Cottage to table
Local food producers make it their business to prevent foodborne illness
Under an exemption in Minnesota's cottage food law, Karen Peterson of Blooming Prairie is able to make and sell baked goods out of her home, including her top-selling cupcakes: salted caramel and white chocolate raspberry.
The 2015 law allows Minnesotans to make and sell certain types of food from their home kitchens (or "cottage") without a license as long as they register annually and complete food safety training. They produce confections, canned jams and jellies, salsa and sauces, and more.
"It's beneficial to me to be able to stay home and make some side income for my family," says Peterson, who calls her business Confections by Karen. Producers like Peterson can earn up to $18,000 annually from cottage food sales.
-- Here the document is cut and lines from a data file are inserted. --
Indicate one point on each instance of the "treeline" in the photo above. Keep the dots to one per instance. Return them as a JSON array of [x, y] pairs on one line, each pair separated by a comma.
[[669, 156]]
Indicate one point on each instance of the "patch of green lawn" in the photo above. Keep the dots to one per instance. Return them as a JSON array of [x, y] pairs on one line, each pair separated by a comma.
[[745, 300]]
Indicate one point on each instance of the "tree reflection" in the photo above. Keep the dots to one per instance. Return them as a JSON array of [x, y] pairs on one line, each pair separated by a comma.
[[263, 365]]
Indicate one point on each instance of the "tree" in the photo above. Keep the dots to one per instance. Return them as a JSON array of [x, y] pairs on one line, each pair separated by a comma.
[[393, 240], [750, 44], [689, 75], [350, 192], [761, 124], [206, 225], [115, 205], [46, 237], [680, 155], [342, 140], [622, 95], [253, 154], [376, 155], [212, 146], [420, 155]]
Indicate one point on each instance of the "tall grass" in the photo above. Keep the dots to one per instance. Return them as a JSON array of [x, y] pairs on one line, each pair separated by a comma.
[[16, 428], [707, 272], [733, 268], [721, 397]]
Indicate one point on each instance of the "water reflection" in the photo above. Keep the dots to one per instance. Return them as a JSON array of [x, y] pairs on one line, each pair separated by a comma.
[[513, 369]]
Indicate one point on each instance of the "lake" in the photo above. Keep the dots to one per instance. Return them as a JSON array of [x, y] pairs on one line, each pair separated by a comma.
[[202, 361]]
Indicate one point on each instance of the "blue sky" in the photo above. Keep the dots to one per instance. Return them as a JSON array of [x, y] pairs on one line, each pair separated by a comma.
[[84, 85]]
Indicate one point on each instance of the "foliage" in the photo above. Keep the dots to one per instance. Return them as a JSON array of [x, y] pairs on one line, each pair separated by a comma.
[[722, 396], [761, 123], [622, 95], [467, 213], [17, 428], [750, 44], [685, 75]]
"University of Minnesota Extension became involved when legislators were first looking at the law to see how food safety education could be included," says Suzanne Driessen, Extension food safety educator. "Our goal is to help ensure a safe product and prevent foodborne illness."
Once the law was passed, Extension got to work developing training by talking with cottage food producers about their educational needs. The resulting workshops focus on processes like drying, baking, canning and fermenting.
Students bring in their own products to test pH and moisture content—key hazard markers. Stations set up around the classroom allow learners to choose hands-on, interactive lessons about what’s most relevant to their type of food product.
"Feedback from the course indicates participants plan to make changes based on what they learned," says Driessen. "For example, they will include sub-ingredients [elements of ingredients] and allergens on their labels."
The Cottage Foods Course, which will also be offered online starting in 2018, covers more than just the preparation, but also how to package, label, store and transport a safe food product.